I first noticed the smell on Thursday. So let's see, that's about four days after the last known mouse sighting and/or scat evidence. (That's wilderness talk, not to mention a more ladylike way, to say "mouse poop.") My mystery writing research has yet to lead me down the path to searching for "decomposition rates and factors" but if Law & Order/CSI episodes count for anything (which I'm not sure they do) four days would be about right for a stench like that? I really don't have any idea, I just knew that it smelled and it had been awhile since we'd seen anything scurrying about.

By Friday, I was compelled to pull everything out from the cupboard under the sink, just to make it stop. With trembling, plastic-covered hands, I pulled every bottle out of the glass recycling. I replaced the PMC recycling bag. I took the paper and cardboard out of the recycling box, piece by piece. My theory (at that point) was that it crawled into one of the aforementioned containers and got stuck. My oldest watched in amazement and told me I had a lot of courage. So I guess there's that. But to both my horror, and relief, there was no dead, stuck mouse. 

Huh.

The mouse poop told me that he/she'd been there, but was long gone. Ahem. No pun intended. I cleaned everything with bleach laden products and put it all back, stumped. How does a mouse just die? 
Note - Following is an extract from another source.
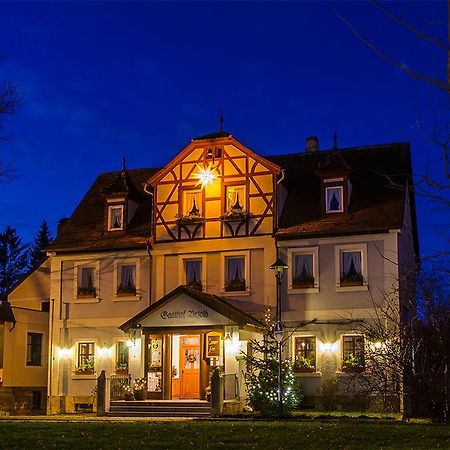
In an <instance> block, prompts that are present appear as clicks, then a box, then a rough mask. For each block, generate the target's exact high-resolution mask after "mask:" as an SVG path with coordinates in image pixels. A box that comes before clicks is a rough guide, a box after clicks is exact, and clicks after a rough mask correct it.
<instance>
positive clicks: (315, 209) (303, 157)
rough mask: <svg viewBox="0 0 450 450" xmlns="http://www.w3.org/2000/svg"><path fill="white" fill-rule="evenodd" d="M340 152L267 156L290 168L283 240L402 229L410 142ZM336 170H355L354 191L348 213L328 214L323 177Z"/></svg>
mask: <svg viewBox="0 0 450 450" xmlns="http://www.w3.org/2000/svg"><path fill="white" fill-rule="evenodd" d="M338 152H339V154H338V157H336V150H329V151H318V152H314V153H297V154H289V155H276V156H270V157H267V159H269V160H270V161H273V162H275V163H276V164H278V165H279V166H281V167H283V168H284V169H285V178H284V180H283V184H284V186H285V187H286V188H287V190H288V195H287V198H286V202H285V205H284V208H283V211H282V214H281V218H280V224H279V230H278V232H277V237H278V238H279V239H289V238H295V237H298V238H302V237H318V236H326V235H330V236H335V235H345V234H365V233H377V232H383V231H388V230H390V229H396V228H401V227H402V225H403V216H404V205H405V194H406V186H407V185H408V183H407V181H409V186H412V174H411V161H410V149H409V144H408V143H394V144H383V145H373V146H367V147H354V148H347V149H340V150H338ZM333 154H334V156H333ZM337 162H338V163H339V164H337ZM330 167H331V168H332V169H333V170H334V169H344V168H345V169H348V170H349V179H350V181H351V183H352V191H351V197H350V203H349V210H348V213H342V214H324V213H323V209H322V208H323V207H322V202H321V195H322V193H321V180H320V177H319V173H320V172H321V171H322V170H323V169H324V168H326V169H330ZM411 198H413V196H411ZM413 217H415V214H414V213H413Z"/></svg>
And then, my mystery-writer-lawyer-fact-finding-brain figured it out. You see, a few years ago, we got a new dishwasher. And when they installed said dishwasher, the holes for the screws didn't line up with the holes in the wall in exactly the same way. Unconcerned, the installers said, "Meh, don't worry about it, it will be fine." (But in French.) When we had to have the dishwasher serviced a few months later (because a bolt of lightning shorted out the electric), that serviceman said the same thing. When my cousin, who grew up on a farm and is a descendant of my grandfather, (which means he can fix ANYTHING), looked at it and said, "there's no way to fix it." We gave up. The result, is that when the dishwasher is really full, when the racks are open, the entire dishwasher tips forward, just a little, sending the plates crashing into each other. 
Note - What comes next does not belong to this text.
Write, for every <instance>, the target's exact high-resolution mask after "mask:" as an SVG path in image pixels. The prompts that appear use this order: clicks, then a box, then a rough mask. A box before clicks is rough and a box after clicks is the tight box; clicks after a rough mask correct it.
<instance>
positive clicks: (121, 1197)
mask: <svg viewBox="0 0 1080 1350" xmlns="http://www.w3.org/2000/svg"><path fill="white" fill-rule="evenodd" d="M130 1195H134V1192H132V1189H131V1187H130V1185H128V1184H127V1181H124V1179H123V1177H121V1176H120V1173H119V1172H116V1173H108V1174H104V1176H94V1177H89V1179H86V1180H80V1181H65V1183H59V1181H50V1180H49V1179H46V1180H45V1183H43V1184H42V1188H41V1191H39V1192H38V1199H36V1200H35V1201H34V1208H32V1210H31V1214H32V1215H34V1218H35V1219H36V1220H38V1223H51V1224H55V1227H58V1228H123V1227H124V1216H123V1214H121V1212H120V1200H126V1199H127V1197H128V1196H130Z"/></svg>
So back to my theory: One day, when the dishwasher was really full, it tipped forward with the loud crashing noise it makes when it does this. And however many little mousy critter(s) were hiding underneath, finding themselves in the relatively open space, scooted themselves back up against/under the dishwasher. And when the dishwasher got shut and therefore straightened back into its rightful position...well. You can probably guess. Said little critter(s) got squashed. Which brings my personal philosophy that "everything happens for a reason" to a whole new level.

But leads me to my next question. How long does this horrid stench last? A google search revealed loads of interesting information. One post said that a dead mouse smells like "death." Um. Yeah. Thanks, that helps a lot. But I guess now I know what death smells like. The consensus seemed to be that one tiny mouse, supposedly, equals two days of smell (longer for more, or other, larger dead things.) Um....let me just point out with a big shiver that we're going on Day SEVEN here. Another post said the only way to get rid of the smell of a dead mouse in the wall was to cut a hole in the wall and find it. Hmm. Go ahead and ask me how excited I am to yank the dishwasher out of the way to retrieve the seven-day-old decomposing carcass of one (or probably more) dead mice (or possibly other large rodent-type-animal that starts with the letter "R" and I won't let my kids say out loud in my presence). Go ahead. Ask me.
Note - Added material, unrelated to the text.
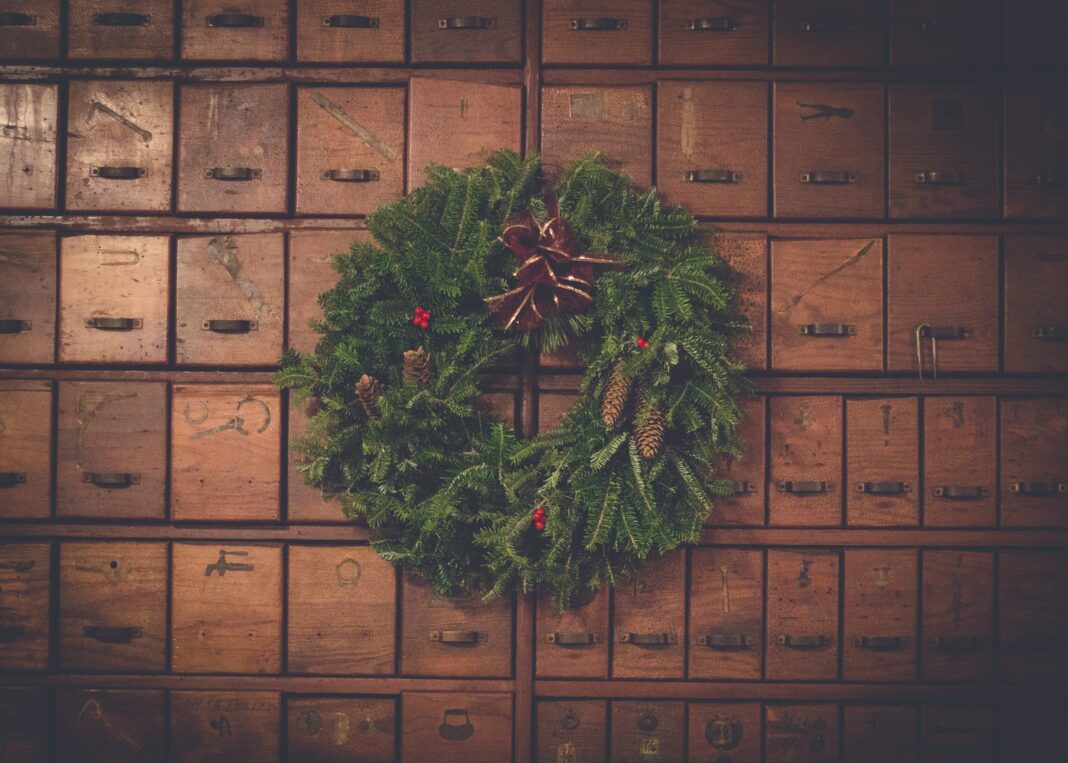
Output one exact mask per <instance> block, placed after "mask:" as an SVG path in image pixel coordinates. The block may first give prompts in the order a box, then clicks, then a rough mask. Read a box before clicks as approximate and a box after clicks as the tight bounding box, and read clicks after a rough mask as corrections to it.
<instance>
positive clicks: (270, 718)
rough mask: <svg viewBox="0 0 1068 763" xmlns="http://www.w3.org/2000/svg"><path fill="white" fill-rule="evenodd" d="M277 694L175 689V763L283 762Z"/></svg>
mask: <svg viewBox="0 0 1068 763" xmlns="http://www.w3.org/2000/svg"><path fill="white" fill-rule="evenodd" d="M281 717H282V699H281V696H280V695H279V694H278V692H277V691H172V692H171V758H170V760H171V761H172V763H202V762H203V761H205V760H215V761H256V763H270V761H277V760H278V759H279V744H278V743H279V727H280V726H281Z"/></svg>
To which another poster replied that if a mouse dies in the wall, you could feasibly end up with ten or more holes in the wall because there is no way to know for sure if you have the right spot, and it's better just to wait. A big shout out to that voice of reason! Ok, let's just assume, for all intents and purposes, that there is no possible way to reach the dead rodent. 

Some tips for dealing with (getting rid) of the smell: heat and candles help to dry out the rotting dead thing and burn the odor out of the air. My radiator in the kitchen is set to as high as it will go. I pulled out every candle I owned and have kept a candle vigil going in the kitchen for the last 24 hours (but obviously except for when I leave the house or go to bed) because that would just not be good for fire safety. And it would be just my luck to get the car back, only to start my kitchen on fire.

As I write this, my kitchen is about 100 degrees and smells like a melding combination of cornflower-blueberry-cinnamon-apple pie-vanilla-pine tree...and let's not forget...death.

Sigh. 

At least I have my car back and I can leave to go get takeaway for dinner?
  
Tomorrow is another day. And I hope that one of these days, I can stop saying that.